Chronic cerebral hypoperfusion (CCH) is a common pathological state of the nervous system and an essential in the occurrence and development of vascular cognitive impairment (VCI) . In the frontal lobe, hippocampus and other regions are more sensitive to ischemia and hypoxia, the changes in neuronal apoptosis and synaptic activity caused by CCH are more detectable, CCH is the crucial cause of VCI . The synaptic activity was reported to participate in nerve cell signal transmission, memory formation, chronic pain and addiction, and improve nerve cell survival, which is called acquired neuroprotection . Therefore, targeting the regulation of synaptic activity and plasticity is a new direction to improve CCH-induced cognitive impairment.

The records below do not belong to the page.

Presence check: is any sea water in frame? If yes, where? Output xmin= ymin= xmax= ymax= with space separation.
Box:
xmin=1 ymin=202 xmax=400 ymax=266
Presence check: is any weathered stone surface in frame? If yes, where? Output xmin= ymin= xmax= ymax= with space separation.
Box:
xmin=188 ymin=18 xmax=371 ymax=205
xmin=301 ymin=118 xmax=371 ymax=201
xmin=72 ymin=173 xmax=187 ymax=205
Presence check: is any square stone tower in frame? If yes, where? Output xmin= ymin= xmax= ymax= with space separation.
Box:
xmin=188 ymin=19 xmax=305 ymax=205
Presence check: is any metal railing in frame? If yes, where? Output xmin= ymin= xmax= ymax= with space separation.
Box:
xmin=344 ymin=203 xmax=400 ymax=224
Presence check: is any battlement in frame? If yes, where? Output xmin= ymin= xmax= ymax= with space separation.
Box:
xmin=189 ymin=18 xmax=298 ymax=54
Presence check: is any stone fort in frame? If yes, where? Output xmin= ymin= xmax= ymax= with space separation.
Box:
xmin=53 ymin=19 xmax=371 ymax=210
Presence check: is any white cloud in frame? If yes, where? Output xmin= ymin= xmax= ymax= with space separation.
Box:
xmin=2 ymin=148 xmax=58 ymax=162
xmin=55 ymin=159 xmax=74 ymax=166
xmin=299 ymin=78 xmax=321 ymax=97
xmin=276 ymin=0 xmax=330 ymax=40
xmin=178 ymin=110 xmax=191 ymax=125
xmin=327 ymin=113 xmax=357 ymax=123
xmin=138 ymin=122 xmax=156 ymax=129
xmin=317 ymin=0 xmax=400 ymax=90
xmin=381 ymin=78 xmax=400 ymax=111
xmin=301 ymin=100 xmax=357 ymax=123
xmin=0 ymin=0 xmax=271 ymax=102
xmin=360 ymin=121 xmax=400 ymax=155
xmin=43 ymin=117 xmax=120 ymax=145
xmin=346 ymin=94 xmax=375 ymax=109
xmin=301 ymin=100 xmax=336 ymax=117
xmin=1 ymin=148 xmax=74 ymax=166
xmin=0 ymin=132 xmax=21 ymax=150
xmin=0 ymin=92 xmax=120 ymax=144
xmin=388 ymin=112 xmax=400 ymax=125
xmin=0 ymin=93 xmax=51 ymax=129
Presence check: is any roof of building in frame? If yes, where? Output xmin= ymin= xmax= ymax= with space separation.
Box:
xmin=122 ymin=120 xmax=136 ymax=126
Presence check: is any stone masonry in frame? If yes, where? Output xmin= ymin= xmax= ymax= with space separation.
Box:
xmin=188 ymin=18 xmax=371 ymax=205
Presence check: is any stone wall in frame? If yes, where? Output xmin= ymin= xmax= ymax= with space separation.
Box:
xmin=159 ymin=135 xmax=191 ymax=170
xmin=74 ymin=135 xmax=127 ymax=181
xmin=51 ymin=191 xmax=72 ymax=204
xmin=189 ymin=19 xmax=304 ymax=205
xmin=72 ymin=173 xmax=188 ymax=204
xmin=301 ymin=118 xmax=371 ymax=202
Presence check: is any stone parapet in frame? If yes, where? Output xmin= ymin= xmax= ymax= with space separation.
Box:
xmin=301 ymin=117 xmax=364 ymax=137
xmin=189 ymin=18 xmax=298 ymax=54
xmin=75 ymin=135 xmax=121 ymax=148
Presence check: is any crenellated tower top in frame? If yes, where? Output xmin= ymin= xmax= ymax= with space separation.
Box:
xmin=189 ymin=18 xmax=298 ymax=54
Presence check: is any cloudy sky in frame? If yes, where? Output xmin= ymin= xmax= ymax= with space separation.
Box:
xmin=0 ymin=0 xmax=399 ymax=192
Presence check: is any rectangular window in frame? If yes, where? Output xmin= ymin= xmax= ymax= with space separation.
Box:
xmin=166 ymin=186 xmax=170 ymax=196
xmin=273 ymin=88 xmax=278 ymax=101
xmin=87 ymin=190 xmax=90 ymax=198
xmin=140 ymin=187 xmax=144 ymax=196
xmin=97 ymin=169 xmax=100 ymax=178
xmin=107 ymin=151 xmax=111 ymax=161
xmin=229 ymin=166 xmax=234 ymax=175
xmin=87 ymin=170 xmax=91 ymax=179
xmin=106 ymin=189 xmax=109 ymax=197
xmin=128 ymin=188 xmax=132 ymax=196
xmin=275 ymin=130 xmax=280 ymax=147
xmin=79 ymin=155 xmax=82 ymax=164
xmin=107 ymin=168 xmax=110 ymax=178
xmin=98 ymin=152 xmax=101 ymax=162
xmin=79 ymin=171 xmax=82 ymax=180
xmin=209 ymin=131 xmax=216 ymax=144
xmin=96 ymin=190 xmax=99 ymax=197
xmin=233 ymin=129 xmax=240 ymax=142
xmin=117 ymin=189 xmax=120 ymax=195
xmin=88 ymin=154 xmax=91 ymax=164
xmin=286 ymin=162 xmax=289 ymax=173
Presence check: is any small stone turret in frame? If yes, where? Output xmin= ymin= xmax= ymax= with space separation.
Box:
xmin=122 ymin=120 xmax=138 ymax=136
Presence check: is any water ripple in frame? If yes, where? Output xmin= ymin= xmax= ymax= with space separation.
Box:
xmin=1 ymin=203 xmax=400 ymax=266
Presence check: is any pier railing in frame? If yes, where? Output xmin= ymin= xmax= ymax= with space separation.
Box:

Environmental stimulation can affect the morphology and function of the brain and play an essential role in brain development, Hebb first proposed the concept of the enriched environment (EE) in 1947 , which is mainly composed of three main parts: sensory stimulation, cognitive activities and physical exercise . Recent studies have found that the EE stimulation can regulate synaptic activity and plasticity, increase long-term potentiation (LTP), and improve the pathologically and physiologically cerebral cognitive dysfunctions [6, 7]. EE can enhance hippocampus-dependent spatial memory ability, improve age-related cognitive impairment, and reduce cognitive impairment in transgenic Alzheimer's mice through increasing beneficial stimuli from sensory, motor, space, and society [8, 9]. Moreover, EE can also improve spatial learning and memory functions in CCH rats .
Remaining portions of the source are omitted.